С 1818 года он объявляет о себе, гордясь и хвастая тем, что ставит себя за пределы родовых оценок:
Потомок негров безобразный…
Дворяне, как дворня, приглашаются «критиковать коней».
За деда Авраама первая жена не хотела идти «понеже не нашей породы». То, что Ганнибал был «не нашей породы», что он был и камердинер, и наперсник, и русский дворянин из африканских князьков — для среднего представления николаевского времени о дворянстве, — ставит его в первый ряд предков. Тут все пригодилось — спор Пушкина с Булгариным об Аврааме Петровиче Ганнибале был делом кровного, жизненного значения для обоих; спор о том, был ли он денщиком или камердинером Петра, не должен быть забыт среди последних счетов, сведенных дуэлью и смертью.
Так он искал и нашел свой род.
И так же он искал и нашел, открыл родину.
Он первый увидел и выговорил — завоевал Россию.
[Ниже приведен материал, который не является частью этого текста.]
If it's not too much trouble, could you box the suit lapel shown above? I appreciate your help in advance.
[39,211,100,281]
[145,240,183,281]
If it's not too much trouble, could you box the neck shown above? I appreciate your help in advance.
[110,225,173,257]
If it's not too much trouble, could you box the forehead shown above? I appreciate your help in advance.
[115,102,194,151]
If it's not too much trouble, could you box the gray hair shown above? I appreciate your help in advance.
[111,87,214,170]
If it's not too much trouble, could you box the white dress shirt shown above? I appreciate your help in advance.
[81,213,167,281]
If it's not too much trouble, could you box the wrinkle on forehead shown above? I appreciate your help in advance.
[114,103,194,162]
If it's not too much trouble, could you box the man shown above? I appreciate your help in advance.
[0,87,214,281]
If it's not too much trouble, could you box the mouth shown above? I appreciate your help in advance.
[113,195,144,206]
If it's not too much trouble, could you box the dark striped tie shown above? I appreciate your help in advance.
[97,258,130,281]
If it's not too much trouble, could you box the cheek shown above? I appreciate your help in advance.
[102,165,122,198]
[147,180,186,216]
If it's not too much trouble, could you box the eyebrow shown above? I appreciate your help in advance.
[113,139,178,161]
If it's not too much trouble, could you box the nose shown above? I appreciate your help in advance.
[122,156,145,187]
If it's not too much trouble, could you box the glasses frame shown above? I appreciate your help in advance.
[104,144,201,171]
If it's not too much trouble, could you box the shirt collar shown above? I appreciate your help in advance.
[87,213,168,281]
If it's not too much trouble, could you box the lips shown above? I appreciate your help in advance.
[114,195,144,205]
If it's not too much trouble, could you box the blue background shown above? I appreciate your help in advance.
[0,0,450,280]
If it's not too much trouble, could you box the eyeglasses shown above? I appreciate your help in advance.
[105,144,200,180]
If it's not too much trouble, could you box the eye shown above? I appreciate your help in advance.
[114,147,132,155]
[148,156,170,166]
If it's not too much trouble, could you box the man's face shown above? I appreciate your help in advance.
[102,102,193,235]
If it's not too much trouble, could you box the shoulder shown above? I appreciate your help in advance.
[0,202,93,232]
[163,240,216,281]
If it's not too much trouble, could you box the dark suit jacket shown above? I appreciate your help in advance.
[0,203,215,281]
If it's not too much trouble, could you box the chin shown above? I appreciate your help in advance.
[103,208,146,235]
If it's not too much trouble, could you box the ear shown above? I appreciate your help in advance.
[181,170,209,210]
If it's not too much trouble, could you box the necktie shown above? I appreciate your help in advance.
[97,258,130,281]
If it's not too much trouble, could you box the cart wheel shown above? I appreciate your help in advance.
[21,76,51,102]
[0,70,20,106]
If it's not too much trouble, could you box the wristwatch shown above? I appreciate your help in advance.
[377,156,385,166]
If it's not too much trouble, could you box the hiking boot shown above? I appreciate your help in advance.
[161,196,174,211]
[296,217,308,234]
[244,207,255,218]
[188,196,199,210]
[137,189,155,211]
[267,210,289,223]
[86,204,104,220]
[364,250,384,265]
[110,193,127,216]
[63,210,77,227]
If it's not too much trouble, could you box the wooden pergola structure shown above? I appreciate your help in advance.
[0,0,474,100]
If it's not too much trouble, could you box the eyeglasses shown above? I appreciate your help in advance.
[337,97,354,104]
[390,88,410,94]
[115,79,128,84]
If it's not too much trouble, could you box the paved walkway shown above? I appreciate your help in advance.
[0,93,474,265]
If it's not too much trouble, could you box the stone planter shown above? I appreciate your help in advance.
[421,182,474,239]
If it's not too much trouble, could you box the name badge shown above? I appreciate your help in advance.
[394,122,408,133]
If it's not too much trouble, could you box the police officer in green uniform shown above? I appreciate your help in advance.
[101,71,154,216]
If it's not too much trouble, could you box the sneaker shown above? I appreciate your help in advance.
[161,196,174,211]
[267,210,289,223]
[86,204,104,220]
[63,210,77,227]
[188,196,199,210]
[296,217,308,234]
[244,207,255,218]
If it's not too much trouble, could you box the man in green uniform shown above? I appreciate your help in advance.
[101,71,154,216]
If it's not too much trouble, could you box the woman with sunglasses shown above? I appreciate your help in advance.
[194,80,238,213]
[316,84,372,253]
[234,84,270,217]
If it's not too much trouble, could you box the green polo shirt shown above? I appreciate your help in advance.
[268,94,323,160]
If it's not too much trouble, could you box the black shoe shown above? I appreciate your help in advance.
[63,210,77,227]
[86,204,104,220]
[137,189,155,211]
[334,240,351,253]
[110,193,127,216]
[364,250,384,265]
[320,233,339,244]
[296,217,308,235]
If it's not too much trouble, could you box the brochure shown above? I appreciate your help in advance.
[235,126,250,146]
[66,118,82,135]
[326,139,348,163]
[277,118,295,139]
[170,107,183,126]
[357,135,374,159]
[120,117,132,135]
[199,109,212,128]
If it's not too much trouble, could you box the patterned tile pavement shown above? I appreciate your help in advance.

А были ведь такие периоды — и они возвращались, они повторялись, когда Россией, Русью называли великорусские места, не то подмосковные, не то Тулу, не то Рязань. Он, может быть, поначалу и рад был бы назвать Россией подмосковную, — да ее, подмосковной, не было. Сельцо старых арапов Макарово была сущая пустошь.
И он долго, мучительно вводил себя в семью средних дворян, но куда было спрятать выпуклый, как башня, лоб, и загнутый нос квартерона[54], дрожащие в гневе толстоватые губы, любовь к женщине, похожую на настоящее человеческое безумство, никогда не бывалые стихи и холод строителя больших чертежей?
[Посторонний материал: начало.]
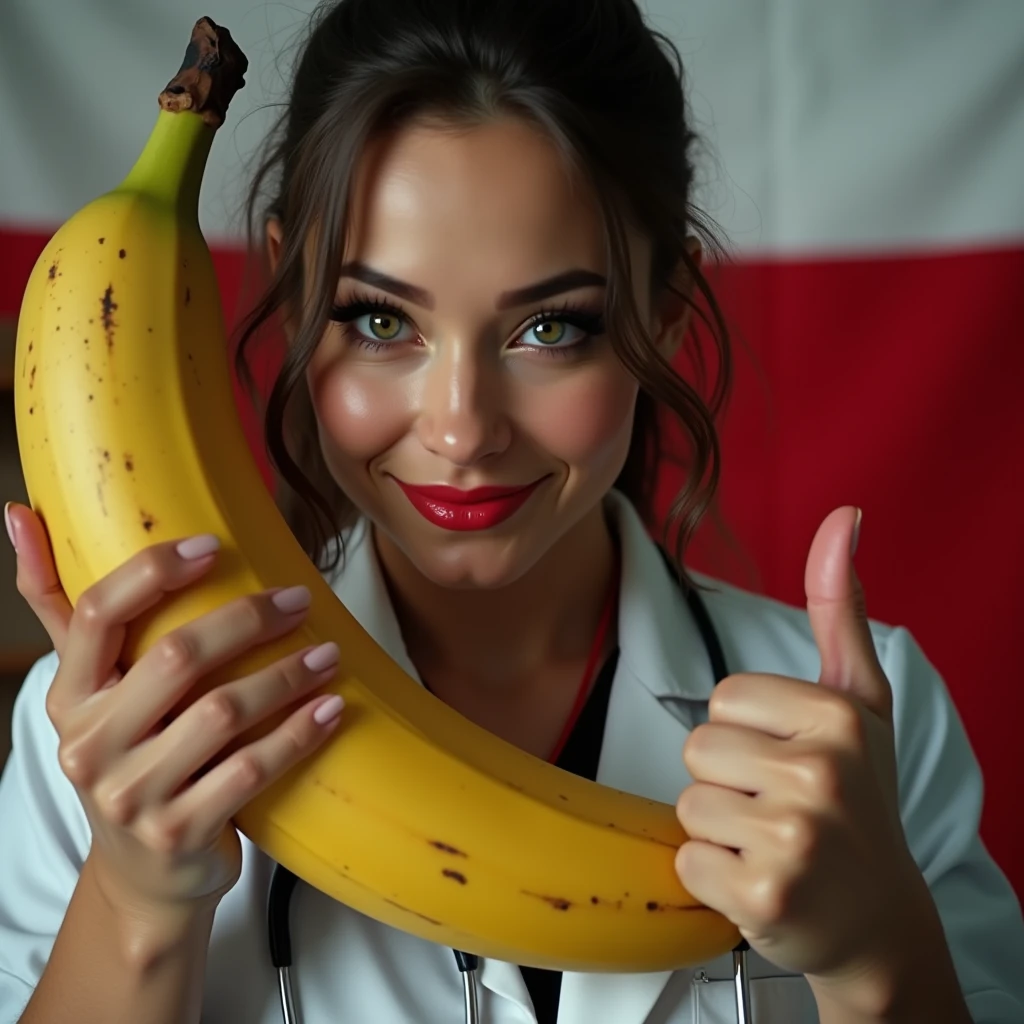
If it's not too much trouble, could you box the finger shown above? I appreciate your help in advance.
[708,673,862,744]
[86,587,310,750]
[676,782,766,853]
[142,694,343,850]
[676,839,745,924]
[683,723,790,794]
[4,502,72,655]
[804,506,892,718]
[97,643,338,821]
[54,535,219,705]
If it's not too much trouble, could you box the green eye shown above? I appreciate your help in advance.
[530,319,565,345]
[367,313,401,341]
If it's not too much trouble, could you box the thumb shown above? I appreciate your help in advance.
[804,505,892,719]
[4,502,72,655]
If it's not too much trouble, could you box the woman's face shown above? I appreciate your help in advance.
[284,119,679,587]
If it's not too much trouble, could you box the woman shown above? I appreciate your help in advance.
[0,0,1024,1024]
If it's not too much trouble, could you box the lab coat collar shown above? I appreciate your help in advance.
[329,490,715,703]
[330,492,715,1024]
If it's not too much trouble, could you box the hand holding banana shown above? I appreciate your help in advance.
[6,505,341,915]
[676,507,941,1010]
[14,19,739,971]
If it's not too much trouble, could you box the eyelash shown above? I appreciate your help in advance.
[330,293,604,358]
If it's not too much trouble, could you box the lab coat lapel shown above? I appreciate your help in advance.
[558,492,715,1024]
[330,492,714,1024]
[558,668,704,1024]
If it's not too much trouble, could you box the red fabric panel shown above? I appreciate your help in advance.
[662,248,1024,895]
[0,230,1024,897]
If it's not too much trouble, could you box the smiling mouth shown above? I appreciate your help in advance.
[392,477,547,531]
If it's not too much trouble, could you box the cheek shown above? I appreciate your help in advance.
[529,367,637,471]
[309,366,410,464]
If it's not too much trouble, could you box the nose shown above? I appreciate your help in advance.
[417,342,512,466]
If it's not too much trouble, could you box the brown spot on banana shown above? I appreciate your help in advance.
[99,285,118,348]
[519,889,572,910]
[429,839,469,857]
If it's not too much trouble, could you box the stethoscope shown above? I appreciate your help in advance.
[266,573,753,1024]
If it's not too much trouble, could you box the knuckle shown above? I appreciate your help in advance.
[274,658,316,693]
[57,742,95,787]
[198,689,244,736]
[828,698,867,749]
[92,785,138,825]
[75,584,106,630]
[154,630,199,676]
[751,872,792,927]
[774,812,818,862]
[236,596,272,636]
[138,810,187,854]
[796,754,843,806]
[134,547,167,589]
[232,751,268,793]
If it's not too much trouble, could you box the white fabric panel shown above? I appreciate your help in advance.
[0,0,1024,256]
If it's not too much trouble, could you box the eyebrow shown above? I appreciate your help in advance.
[341,260,607,310]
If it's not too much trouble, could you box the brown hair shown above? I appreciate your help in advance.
[237,0,731,583]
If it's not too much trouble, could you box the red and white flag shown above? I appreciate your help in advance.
[0,0,1024,894]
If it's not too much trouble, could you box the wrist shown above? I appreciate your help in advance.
[807,879,971,1024]
[81,856,219,973]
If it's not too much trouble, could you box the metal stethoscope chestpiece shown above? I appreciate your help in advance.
[266,864,754,1024]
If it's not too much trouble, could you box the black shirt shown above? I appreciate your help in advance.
[519,647,618,1024]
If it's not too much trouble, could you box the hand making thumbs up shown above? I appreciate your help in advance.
[676,507,950,1015]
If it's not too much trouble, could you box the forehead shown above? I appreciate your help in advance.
[345,117,642,288]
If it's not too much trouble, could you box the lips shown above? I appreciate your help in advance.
[394,477,544,530]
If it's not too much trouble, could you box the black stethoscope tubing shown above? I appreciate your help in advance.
[266,573,753,1024]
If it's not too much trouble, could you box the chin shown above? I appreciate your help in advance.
[388,526,548,590]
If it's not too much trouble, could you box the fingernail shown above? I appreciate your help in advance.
[850,509,864,558]
[270,587,312,614]
[313,693,345,725]
[302,641,339,672]
[174,534,220,560]
[3,502,17,554]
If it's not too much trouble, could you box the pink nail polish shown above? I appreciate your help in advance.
[313,693,345,725]
[850,509,864,558]
[3,502,17,554]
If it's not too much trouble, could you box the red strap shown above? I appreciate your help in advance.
[548,557,620,764]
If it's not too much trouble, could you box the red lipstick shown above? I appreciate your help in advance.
[394,477,544,530]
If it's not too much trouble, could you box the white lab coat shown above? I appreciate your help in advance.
[0,493,1024,1024]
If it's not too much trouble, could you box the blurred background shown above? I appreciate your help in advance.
[0,0,1024,894]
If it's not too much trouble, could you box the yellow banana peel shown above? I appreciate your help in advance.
[14,19,739,972]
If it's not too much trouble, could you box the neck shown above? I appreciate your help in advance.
[374,497,616,694]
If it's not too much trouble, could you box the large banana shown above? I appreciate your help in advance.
[15,19,739,971]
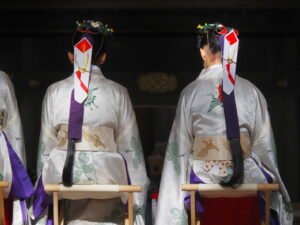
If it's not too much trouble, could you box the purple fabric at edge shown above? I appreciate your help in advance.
[33,176,52,218]
[2,132,34,224]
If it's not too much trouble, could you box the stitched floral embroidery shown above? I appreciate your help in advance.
[207,85,223,112]
[73,152,94,183]
[171,208,188,225]
[167,142,184,175]
[84,88,98,110]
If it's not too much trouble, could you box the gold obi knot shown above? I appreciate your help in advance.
[57,125,117,152]
[193,133,251,160]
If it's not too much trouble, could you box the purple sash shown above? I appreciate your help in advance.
[2,132,34,224]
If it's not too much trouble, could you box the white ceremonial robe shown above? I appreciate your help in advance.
[0,71,26,225]
[33,66,149,225]
[155,64,293,225]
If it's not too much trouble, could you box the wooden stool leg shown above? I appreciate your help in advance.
[53,192,59,225]
[191,191,196,225]
[0,188,5,225]
[265,191,271,225]
[128,192,134,225]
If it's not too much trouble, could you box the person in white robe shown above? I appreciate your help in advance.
[155,24,293,225]
[32,20,148,225]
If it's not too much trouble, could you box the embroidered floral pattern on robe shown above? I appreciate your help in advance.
[84,88,98,110]
[207,85,223,112]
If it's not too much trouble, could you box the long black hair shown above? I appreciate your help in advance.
[198,29,244,187]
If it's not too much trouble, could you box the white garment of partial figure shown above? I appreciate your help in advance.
[155,64,293,225]
[36,66,149,225]
[0,71,26,225]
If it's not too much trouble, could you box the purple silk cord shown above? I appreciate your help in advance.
[68,90,84,139]
[222,91,240,138]
[2,132,34,224]
[184,169,205,214]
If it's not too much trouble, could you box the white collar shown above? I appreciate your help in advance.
[197,64,223,80]
[91,65,104,77]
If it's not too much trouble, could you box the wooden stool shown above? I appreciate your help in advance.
[181,184,279,225]
[45,184,142,225]
[0,181,8,225]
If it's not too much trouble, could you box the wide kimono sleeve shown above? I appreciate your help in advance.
[155,91,193,225]
[37,86,57,177]
[0,72,33,225]
[115,88,149,225]
[1,72,26,165]
[251,89,293,225]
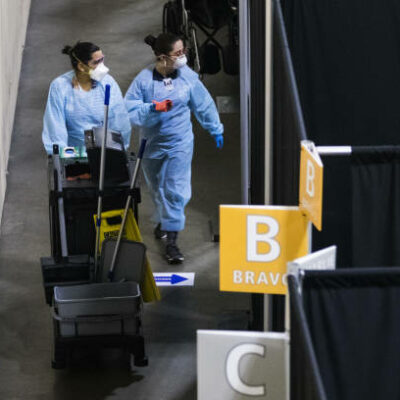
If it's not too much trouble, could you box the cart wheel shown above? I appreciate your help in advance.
[130,354,149,368]
[51,341,67,369]
[51,360,67,369]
Он «не нашей породы», — сказали чиновники о нем то слово, какое сказала о черном прадеде неверная жена. «Он не нашей породы», — сказал полуанглийский милорд Воронцов. И средней полосы помещики сказали потея: «Да, да, не нашей он породы, кромешпик — он, Пушкин, сочинитель».
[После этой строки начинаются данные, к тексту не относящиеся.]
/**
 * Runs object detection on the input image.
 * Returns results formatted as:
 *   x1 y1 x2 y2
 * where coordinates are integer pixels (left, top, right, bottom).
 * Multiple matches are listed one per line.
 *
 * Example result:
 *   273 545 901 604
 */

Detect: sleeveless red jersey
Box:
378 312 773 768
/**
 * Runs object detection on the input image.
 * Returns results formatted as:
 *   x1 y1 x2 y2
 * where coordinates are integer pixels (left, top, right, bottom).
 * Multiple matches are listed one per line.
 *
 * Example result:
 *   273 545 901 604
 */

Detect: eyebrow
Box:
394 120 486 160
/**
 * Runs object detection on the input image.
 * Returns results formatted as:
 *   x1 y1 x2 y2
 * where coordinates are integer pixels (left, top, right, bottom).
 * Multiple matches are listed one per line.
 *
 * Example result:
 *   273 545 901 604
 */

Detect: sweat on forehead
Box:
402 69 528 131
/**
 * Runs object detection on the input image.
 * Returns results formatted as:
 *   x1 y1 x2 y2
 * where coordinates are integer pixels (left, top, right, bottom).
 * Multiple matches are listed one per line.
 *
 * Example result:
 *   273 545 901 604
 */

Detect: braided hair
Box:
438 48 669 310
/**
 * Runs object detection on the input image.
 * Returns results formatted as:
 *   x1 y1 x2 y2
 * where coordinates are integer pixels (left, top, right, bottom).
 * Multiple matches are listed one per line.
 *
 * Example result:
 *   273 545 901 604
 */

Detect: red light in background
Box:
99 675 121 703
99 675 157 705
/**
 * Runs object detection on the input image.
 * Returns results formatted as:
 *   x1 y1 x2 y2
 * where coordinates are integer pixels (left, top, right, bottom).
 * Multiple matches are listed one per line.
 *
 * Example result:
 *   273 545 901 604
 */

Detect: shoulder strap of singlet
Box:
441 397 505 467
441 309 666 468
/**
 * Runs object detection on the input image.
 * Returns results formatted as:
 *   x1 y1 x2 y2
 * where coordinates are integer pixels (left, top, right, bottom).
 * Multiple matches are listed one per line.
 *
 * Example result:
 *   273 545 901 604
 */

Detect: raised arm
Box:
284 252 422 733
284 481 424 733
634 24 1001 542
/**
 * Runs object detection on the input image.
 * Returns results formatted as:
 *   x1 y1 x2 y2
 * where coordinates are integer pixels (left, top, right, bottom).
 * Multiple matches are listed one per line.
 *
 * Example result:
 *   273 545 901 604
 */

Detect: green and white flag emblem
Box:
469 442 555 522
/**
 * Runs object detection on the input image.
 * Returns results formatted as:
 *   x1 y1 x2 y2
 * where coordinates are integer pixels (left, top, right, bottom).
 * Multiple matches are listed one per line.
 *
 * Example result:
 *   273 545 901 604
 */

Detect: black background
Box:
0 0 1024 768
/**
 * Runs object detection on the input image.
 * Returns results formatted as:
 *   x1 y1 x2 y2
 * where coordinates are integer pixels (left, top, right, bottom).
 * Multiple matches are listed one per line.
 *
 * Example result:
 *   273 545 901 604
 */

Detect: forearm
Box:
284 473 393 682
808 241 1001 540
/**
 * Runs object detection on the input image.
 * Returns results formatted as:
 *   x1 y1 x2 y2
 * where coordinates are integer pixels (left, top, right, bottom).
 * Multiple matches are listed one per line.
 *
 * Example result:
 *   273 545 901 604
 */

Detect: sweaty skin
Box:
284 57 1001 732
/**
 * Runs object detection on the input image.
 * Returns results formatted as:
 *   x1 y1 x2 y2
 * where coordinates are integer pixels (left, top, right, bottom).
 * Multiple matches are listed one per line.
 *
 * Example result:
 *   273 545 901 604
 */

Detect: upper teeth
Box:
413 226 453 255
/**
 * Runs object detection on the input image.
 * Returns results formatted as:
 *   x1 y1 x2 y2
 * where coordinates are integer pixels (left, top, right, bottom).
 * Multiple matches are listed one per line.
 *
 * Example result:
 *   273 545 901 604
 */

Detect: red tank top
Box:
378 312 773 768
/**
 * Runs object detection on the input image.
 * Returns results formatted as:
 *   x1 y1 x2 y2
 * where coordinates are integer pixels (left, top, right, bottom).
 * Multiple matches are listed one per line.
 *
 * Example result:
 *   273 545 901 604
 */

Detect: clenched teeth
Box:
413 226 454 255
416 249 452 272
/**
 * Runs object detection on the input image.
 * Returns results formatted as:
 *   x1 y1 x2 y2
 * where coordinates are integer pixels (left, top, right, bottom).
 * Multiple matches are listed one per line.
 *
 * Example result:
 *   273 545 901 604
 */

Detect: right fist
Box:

И он размахнулся на всю Россию, не подмосковную, не «Расею», «не Русь». В 1821 году был открыт стихом Кавказ, в 22-м — Крым, в 24-м — Бессарабия, в прозе открыты башкиры, готовилось завоевание камчадалов, юкагиров. Стихом он открывал, журнальной прозой завоевывал.
Вместе с тем совершалось завоевание не только в настоящем, вокруг себя, но и прошлого. Товарищ Самозванца Гаврила Пушкин продолжал оппозицию против Москвы в XVII веке: арап Петра завоевывал гостиные и наносил ущерб дочкам старой знати. Столкновение с русским крестьянством кончилось неполной и непрочной победой над Пугачевым, а на крупное дворянство он выпустил блистательным партизаном Дубровского. Предстояло расширение — завоевание в исторической прозе Кавказа.
Оглядевшись, он назвал народы, еще не завоеванные, не выговоренные им в стихах и прозе, — те народы, которые еще предстояло присоединить в стихе и прозе, и, может быть, он не надеялся, что успеет, и хотел поэтического мифа, чтобы они его узнали, назвали, читая не о себе, но, конечно, читая себя.
…и финн, и ныне дикий
Тунгус, и друг степей калмык.
И башкиры поют теперь письмо Татьяны к Онегину.
У него были друзья, много друзей. Его ссылали, изгоняли; он отсиживался, уцелел. Он завоевал родину. Она была цыганским табором, сухой крымской землей, Михайловским, кивалем[55] старого арапа. Старые друзья рассеялись, их заслали бог знает куда — сунули на край земли, под землю. Он нашел женщину. У него завелись новые друзья. И он очень многого добился, отплатил многие обиды своего рода, многих «пересел». «Калмык» и «тунгус» молчали.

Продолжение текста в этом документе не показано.